Synovial sarcomas can originate in or metastasize to the pleura or chest wall and, like mesothelioma, may present a wide variety of morphologic appearances, including the small cell variant of poorly differentiated synovial sarcoma, which may resemble a mesothelioma with small cell features.44, 45, 46 Additionally, these tumors may also express some of the mesothelioma markers, including calretinin, mesothelin, and podoplanin.18, 47 However, synovial sarcomas do not exhibit WT1 positivity, a marker that is frequently expressed in mesotheliomas, including those with small cell features; therefore, immunostaining for WT1 may assist in the differential diagnosis between these malignancies.47 Another marker that can be useful in this differential diagnosis is bcl-2, which has been reported to be expressed in 79 to 100% of synovial sarcomas, but in only 0 to 10% of mesotheliomas.48, 49, 50, 51 It should be mentioned, however, that TLE1, a marker that has an important role in the Wnt pathway and that has been shown to be a highly sensitive and specific immunohistochemical marker for synovial sarcoma,52 was found in a recent study to be variably expressed in about 70% of mesotheliomas regardless of their histomorphologic subtype, thus demonstrating that immunostaining for this marker has little or no value in discriminating between synovial sarcomas and mesotheliomas.53 Additionally, the demonstration of the distinctive t(x;18)(p11;q11) translocation that is reportedly present in nearly all synovial sarcomas can help to establish the correct diagnosis.54, 55

In conclusion, while mesotheliomas with small cell features are rare, pathologists should be aware of their existence as they can potentially be confused with a variety of other tumors that may also present small cell morphology.

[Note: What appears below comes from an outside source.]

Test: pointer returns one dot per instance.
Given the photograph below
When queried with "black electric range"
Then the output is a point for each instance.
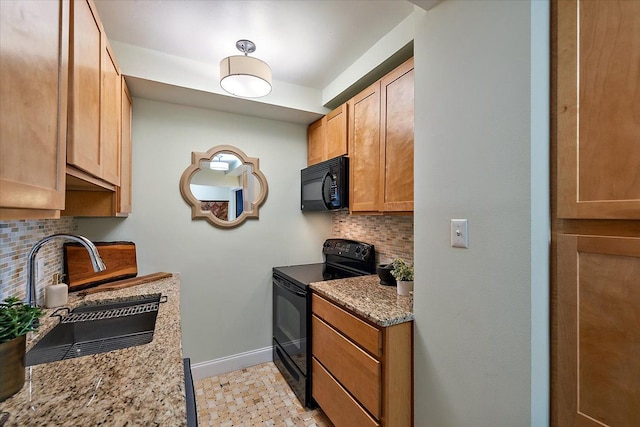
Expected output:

In summary, small cell mesotheliomas are characterized, histologically, by being composed of small cells usually growing in solid nests of closely packed cells, with well-defined cell borders and a high nuclear cytoplasmic ratio. The nuclei have finely granular and dispersed chromatin, often contain a small nucleolus, and exhibit no nuclear molding. Apoptotic bodies are usually absent and mitotic activity can be present, but it is much lower than in small cell lung carcinomas. The cytoplasm is eosinophilic, but can sometimes be clear because of the accumulation of large amounts of glycogen. The immunohistochemical profile is similar to that seen in other subtypes of epithelioid mesothelioma. Immunohistochemical studies can have an important role in establishing the differential diagnosis of a small cell mesothelioma in those instances where it is difficult to do so on routine histology.